Sebelumnya, si kader blak-blakan bicara soal besaran gaji anggota DPR dalam kanal salah satu Youtuber di tanah air.  Politikus berlatar penyanyi kondang ini mengaku menerima gaji di awal bulan sebesar Rp 16 juta. Menerima tunjangan sebesar Rp 59 juta yang diterima lima hari setelah mendapat gaji pokok. Selain itu, si kader juga menyebutkan anggota DPR mendapatkan dana aspirasi Rp 450 juta yang diterima lima kali setahun. Lebih dari itu, masih ada pula dana kunjungan daerah pemilihan atau dana reses sebesar Rp 140 juta.

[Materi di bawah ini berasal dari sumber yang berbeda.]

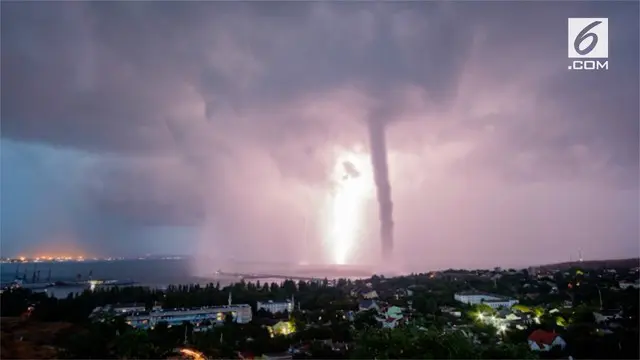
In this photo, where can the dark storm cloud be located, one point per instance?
(212, 114)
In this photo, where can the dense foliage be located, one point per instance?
(325, 331)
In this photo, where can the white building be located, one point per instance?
(541, 340)
(240, 313)
(276, 307)
(128, 308)
(475, 298)
(626, 284)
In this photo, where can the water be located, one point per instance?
(151, 273)
(147, 272)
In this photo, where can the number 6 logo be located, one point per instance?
(588, 38)
(584, 35)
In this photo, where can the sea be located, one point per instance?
(153, 273)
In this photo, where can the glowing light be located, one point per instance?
(354, 185)
(192, 354)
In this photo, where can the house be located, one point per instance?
(606, 316)
(451, 311)
(475, 298)
(626, 284)
(365, 305)
(401, 293)
(372, 294)
(280, 356)
(281, 328)
(541, 340)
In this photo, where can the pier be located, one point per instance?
(264, 276)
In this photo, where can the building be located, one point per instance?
(626, 284)
(276, 307)
(128, 308)
(541, 340)
(240, 313)
(365, 305)
(476, 298)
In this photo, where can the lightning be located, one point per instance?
(353, 179)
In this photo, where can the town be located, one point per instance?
(575, 312)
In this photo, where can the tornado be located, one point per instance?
(378, 145)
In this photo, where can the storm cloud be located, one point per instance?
(211, 127)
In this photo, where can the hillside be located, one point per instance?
(23, 339)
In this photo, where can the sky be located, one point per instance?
(213, 129)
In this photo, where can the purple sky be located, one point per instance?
(209, 128)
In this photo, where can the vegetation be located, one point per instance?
(328, 323)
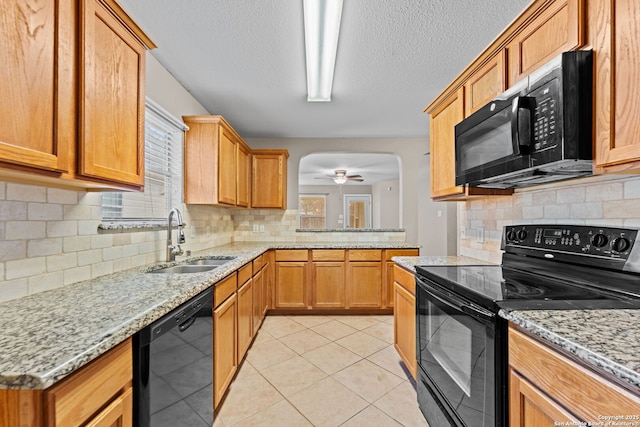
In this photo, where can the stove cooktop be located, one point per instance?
(500, 287)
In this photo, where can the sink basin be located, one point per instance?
(210, 261)
(182, 269)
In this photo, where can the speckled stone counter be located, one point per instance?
(607, 340)
(410, 262)
(46, 336)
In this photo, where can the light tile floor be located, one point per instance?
(322, 371)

Dalam diskusi, ternyata pihak Fraksi PDI Perjuangan mengatakan pernyataan itu benar. Namun sebagai politikus, pihak Fraksi menyebut seharusnya si kader tak menyampaikan pernyataan yang bisa memicu kegaduhan, serta mengungkapkan bahwa dari sisi politisi ai kader harus menekan pernyataan yang berpotensi menimbulkan kegaduhan.

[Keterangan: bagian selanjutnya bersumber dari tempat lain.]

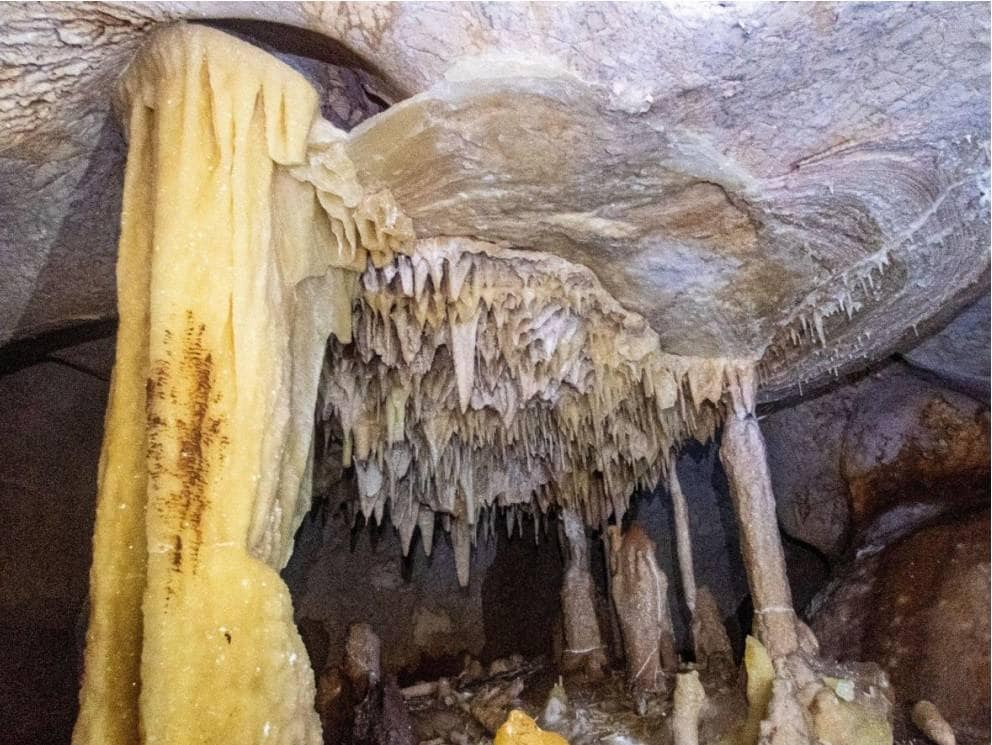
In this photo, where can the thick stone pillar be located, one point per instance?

Pihak Fraksi pun menekankan agar si kader tetap kritis dan menjalankan fungsi anggota Dewan sebaik-baiknya dan meminta si kader tak mengubah karakter kritis tersebut. Fraksi juga meyakinkan bahwa tindakannya bukan teguran, tetapi hanya diskusi. Si kader perlu memperbaiki komunikasi publik untuk mencegah mispersepsi.

Untung ada si kader yang polos

Bila saja tak ada si kader yang polos, hingga saat ini, berbagai pihak dan rakyat pun masih bertanya-tanya tentang gerangan jenis gula apa di balik kata dewan yang terhormat itu. Sebab, selama ini semut-semut anggota partai terus berupaya mengerubuti dan duduk di dalamnya dengan berbagai cara. Memanfaatkan suara rakyat sebagai kendaraannya. Tetapi uang rakyat juga yang dijadikan garansi membayar hutang kepada pemodal (cukong) dan setoran ke partai yang mengusungnya setelah dapat kursi si rumah gula itu.

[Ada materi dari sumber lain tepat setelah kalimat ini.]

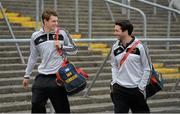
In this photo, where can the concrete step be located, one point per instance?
(168, 109)
(17, 73)
(164, 56)
(26, 53)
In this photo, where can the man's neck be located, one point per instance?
(126, 40)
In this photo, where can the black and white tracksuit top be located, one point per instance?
(43, 45)
(135, 71)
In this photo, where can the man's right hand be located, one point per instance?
(25, 83)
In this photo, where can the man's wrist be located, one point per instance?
(26, 77)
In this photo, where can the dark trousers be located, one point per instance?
(44, 87)
(128, 98)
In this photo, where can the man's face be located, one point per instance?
(118, 32)
(52, 23)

Untung saja, si kader yang polos ini benar-benar dari kalangan rakyat yang bisa jadi memang belum mumpuni dalam skenario dan sandiwara taktik, intrik, politik, dan lekat dengan dunia glamour keartisan dengan gaya hidup hedon, jadi saat bicara di kanal YouTube, tetap dengan perasaan sebagai artis. Bukan politisi yang seharusnya menjaga marwah partai yang mengusungnya dan dewan terhormat yang seharusnya menyoal uang bancakan tak bocor ke publik.

Nasi sudah menjadi bubur. Kini, rakyat tahu, duduk menjadi anggota dewan yang hanya dengan modal suara rakyat dengan berbagai sandiwaranya dan seharusnya bekerja amanah untuk rakyat tapi malah bekerja untuk kepentngan diri dan partainya dan pemodalnya, lalu dalam setahun mengambil uang rakyat hingga miliaran.

Untung ada si polos, sehingga hal memiriskan hati rakyat yang selama ini ditutup rapat oleh dewan yang terhornat itu, akhirnya terbuka juga ke publik.

Apakah di tengah NKRI yang telah merdeka, tetapi rakyatnya masih di jajah oleh rakyat bangsa sendiri yang terus mengambil keuntungan pribadi, golongan, dan partai, dewan yang terhormat yang tajuknya mewakili rakyat, memang harus tetap ada?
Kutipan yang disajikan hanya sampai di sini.